Citizens may instead wish to build their own independent, self-funded and self-regulated platforms. They may want a local audio service, a civic reporting network, a co-operative publication, or a place-based digital platform that is close to the communities it serves. Policy should not regard such ambitions as peripheral. They are part of the democratic substance of media plurality.

Alternative ownership models already exist that could support this development. Community shares, platform co-operatives, social enterprises and charitable ownership structures can give audiences and contributors a real stake in the media platforms they depend on, while offering alternatives to both investor-driven corporate media and centralised institutional control.

The point, therefore, is not anti-BBC. It is anti-monopoly in the field of public purpose. The BBC should continue to exist as a major national institution, but its renewal should be tied to a wider settlement in which not-for-private-profit media can also flourish. The Charter should therefore be used to articulate a broader public purpose media framework, one that protects BBC independence while also extending legitimacy, support and developmental opportunity to external systems.

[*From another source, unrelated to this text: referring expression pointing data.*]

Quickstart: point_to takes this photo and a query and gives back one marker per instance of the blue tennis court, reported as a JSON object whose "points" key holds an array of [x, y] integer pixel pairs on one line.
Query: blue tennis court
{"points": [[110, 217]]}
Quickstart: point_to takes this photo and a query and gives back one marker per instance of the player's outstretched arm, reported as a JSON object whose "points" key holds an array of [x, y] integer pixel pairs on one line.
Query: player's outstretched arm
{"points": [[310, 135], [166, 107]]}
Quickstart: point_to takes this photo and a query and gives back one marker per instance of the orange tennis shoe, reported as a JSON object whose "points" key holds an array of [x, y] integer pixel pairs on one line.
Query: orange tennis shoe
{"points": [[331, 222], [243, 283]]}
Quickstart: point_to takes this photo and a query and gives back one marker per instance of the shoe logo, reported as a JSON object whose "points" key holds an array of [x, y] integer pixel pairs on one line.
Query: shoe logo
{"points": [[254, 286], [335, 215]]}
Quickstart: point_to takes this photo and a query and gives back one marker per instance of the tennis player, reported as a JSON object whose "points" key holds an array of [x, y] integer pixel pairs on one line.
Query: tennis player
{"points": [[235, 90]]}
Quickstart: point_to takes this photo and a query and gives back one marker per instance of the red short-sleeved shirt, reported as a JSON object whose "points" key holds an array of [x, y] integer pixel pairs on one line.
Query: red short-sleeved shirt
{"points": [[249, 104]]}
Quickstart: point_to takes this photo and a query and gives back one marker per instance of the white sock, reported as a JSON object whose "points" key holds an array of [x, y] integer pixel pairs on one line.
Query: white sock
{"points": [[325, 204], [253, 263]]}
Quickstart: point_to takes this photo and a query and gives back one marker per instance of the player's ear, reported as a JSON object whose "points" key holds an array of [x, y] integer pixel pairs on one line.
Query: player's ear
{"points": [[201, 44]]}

That means recognising community and civic media as part of the foundational media ecology of the UK, not as an afterthought to be mentioned only when local trust collapses or commercial provision fails.

Such a shift would be entirely consistent with the wider language of social value that runs through many policy discussions about media and public life. Community and civic media enhance deliberation, participation, representation, belonging, learning and accountability. They are not reducible to content supply. They are institutions of social infrastructure that make it possible for people to communicate in ways that are open, rooted, reciprocal and development-oriented.

The Charter Review should therefore give as much attention to the external system as it gives to the internal system. Questions of governance inside the BBC matter. Questions of funding, regulation and accountability matter. But so do questions of ecosystem design beyond the BBC. Who gets support to make media? Who can own and govern media? Which platforms are recognised as serving public purposes? Which forms of local and civic production are treated as worthy of investment?

If the review fails to ask those questions, it will mistake institutional preservation for systemic reform.

The more ambitious alternative is clear. Renew the BBC, certainly. But renew it as part of a broader public purpose media settlement. Use Charter Renewal to establish principles by which public funding and public recognition can also strengthen independent, civic and community media. Support shared infrastructure and open development pathways for not-for-private-profit media. Accept that in a changed technological environment, citizens should not only receive public service media. They should also be able to create, own, govern and sustain media institutions of their own.

That is what parity of esteem would look like in a foundational media ecology.

Endnotes

Department for Culture, Media and Sport. Britain’s Story: The Next Chapter – BBC Royal Charter Review, Green Paper and Public Consultation. Published 16 December 2025. Consultation open until 10 March 2026.

Department for Culture, Media and Sport. Government launches Charter Review to future-proof the BBC. Published 16 December 2025.

Department for Culture, Media and Sport. BBC Charter and Framework Agreement. Current Charter expires on 31 December 2027.

Watson, R. Community Media Development Problems. Discussion of the shift from scarcity-based broadcasting policy to a post-broadcast digital environment.

Watson, R., Cook, C. and colleagues. When the Goal Is Not to Scale. Analysis of community and civic media development and the limitations of current policy frameworks.

Watson, R. Media for Social Gain and Innovation. Review of social value frameworks and their relevance for community and civic media development.